Why does linear regression works? Why does computer works? Because it's about math and the encoding information. If we can encode words as numbers, then why can't we encode their order as a relation? It's just that neural networks are very apt at finding that relation even if it's noisy.
Back when ChatGPT came out, I was so shocked by how _good_ it was for an “AI” product that I simply had to know how it worked. Over the next month I ended up drawing out a block diagram on a whiteboard I have in my office, with the math involved next to each step in the blackboard. I’d puzzle about each step along the way, and the triumph of completing the drawing was also that of this sense of deep understanding. I kept that drawing up for many months after, and would gaze at it often during meetings and idle moments in wonder.
This is to say: the autoregressive decoder-only transformer llm architecture as pioneered by openai is wildly simple for how revolutionary its results are.

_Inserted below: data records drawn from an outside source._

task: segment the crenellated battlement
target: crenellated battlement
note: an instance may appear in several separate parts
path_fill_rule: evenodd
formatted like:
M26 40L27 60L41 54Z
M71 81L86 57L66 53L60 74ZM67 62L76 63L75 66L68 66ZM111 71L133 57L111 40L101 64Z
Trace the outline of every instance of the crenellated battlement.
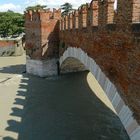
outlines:
M64 17L60 9L29 10L25 32L28 73L56 75L59 58L62 69L75 72L81 65L67 58L80 60L107 93L130 139L139 140L140 0L92 0Z
M27 55L35 59L57 57L60 18L60 9L25 12Z
M60 19L61 18L61 9L55 9L53 8L53 18L54 19Z
M90 4L85 4L70 13L68 18L63 17L60 30L88 26L98 26L99 29L103 29L108 24L116 24L118 28L123 28L132 23L140 23L140 1L118 0L117 5L114 3L115 0L92 0Z
M25 21L34 22L40 20L60 19L61 9L39 9L39 10L28 10L25 11Z
M65 58L70 54L87 64L91 59L87 62L81 52L76 54L83 50L115 84L140 122L140 0L92 0L61 18L59 39L60 56L70 48ZM137 136L139 140L140 131Z

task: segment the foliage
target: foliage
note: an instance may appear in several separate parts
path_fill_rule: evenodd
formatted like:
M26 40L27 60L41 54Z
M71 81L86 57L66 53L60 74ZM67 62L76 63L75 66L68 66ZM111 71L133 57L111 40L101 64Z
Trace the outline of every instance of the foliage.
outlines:
M81 4L80 6L79 6L79 8L81 8L81 7L83 7L83 6L86 6L88 3L86 3L86 4Z
M0 12L0 35L7 37L24 32L24 16L13 11Z
M35 5L35 6L29 6L26 8L26 10L40 10L40 9L46 9L46 5Z
M62 16L68 15L71 11L73 11L72 5L68 2L61 5L61 9L63 10Z

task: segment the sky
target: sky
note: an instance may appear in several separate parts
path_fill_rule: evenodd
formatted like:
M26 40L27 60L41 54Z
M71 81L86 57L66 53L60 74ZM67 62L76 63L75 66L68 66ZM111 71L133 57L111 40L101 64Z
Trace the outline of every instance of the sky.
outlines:
M90 3L91 0L0 0L0 11L12 10L23 13L28 6L40 4L47 5L48 8L59 8L65 2L69 2L74 8L78 8L81 4Z

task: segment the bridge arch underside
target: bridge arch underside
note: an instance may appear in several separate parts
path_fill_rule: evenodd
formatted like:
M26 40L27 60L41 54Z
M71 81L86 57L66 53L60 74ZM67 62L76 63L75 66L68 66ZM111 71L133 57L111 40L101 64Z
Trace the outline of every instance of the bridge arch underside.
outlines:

I was reading about non-learned classical SLAM systems (uses video + handcrafted math to produce 3d mappings of physical spaces while also locating the camera in those spaces) at the time, and comparatively speaking I’d say the math is about as complicated as ONE of the components in those formulations. The only reason it needs 6-figure computers to run is because they made the middle bit in those models REALLY BIG, dimensionally speaking.
This was openai’s entire breakthrough. Making this particular model architecture larger leads to emergent capabilities like being able to pick the best ending to a story/set of instructions or answer questions about broad factual knowledge. I’ve been meanwhile watching these AI companies attempt, successfully, to sell this capability as some sort of robot consciousness hand-crafted by supergeniuses. The fact that they are getting away with it is almost as shocking to me as the discovery itself.

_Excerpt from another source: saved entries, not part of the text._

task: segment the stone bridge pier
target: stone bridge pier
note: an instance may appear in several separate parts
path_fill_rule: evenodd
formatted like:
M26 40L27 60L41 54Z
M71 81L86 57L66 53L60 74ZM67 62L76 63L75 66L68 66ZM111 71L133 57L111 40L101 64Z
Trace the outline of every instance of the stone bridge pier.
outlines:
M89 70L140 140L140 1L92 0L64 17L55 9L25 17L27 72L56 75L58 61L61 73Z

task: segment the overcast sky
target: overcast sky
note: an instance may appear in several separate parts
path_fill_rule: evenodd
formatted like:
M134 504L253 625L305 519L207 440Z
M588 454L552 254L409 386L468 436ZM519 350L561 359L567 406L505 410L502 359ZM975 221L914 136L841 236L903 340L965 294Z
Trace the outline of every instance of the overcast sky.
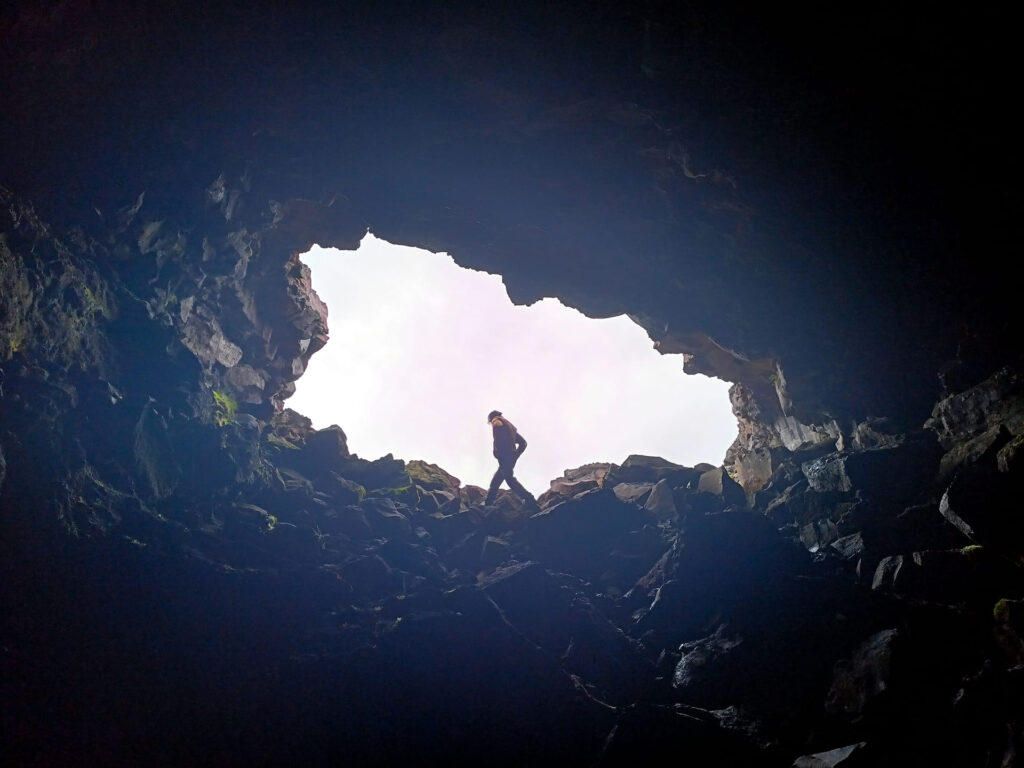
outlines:
M717 466L736 438L729 385L685 375L627 317L517 307L499 275L369 234L357 251L314 246L302 260L330 340L286 405L317 429L339 425L364 459L424 459L486 487L496 409L528 441L516 476L540 494L566 468L631 453Z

I learned TCP/IP by watching and reading raw packets over packet radio at 1200 baud.
I've noticed the same thing is possible if you watch the output of a slow LLM. Eventually you start to see the machinery. input tokens = output tokens, it's math. I can't exactly predict the tokens generated but I can see how they are formed. It's a lot like chess. You can't see every possible move but the mechanism is understandable.
I couldn't load the article directly due to an SSL issue, so here's the archive link:
https://archive.ph/aWtFG
find it difficult to engage with AI generated text. What am I getting here that I couldn't get from a chatbot.
Is this text generated by AI? I couldn't tell but I'd believe it if it was.
I imagine if resources were spent writing this text then one benefit of using it is not using more resources or the pollution caused from a chatbot.
Next do "why LLMs work"
considering they work with any architecture/configuration given enough compute, just more or less efficiently - then maybe it's fundamental, in the same sense as why electricity works...
Universal approximation theorem, embeddings, self-attention, gradient descent. And empirically, scaling laws.
Why does linear regression works? Why does computer works? Because it's about math and the encoding information. If we can encode words as numbers, then why can't we encode their order as a relation? It's just that neural networks are very apt at finding that relation even if it's noisy.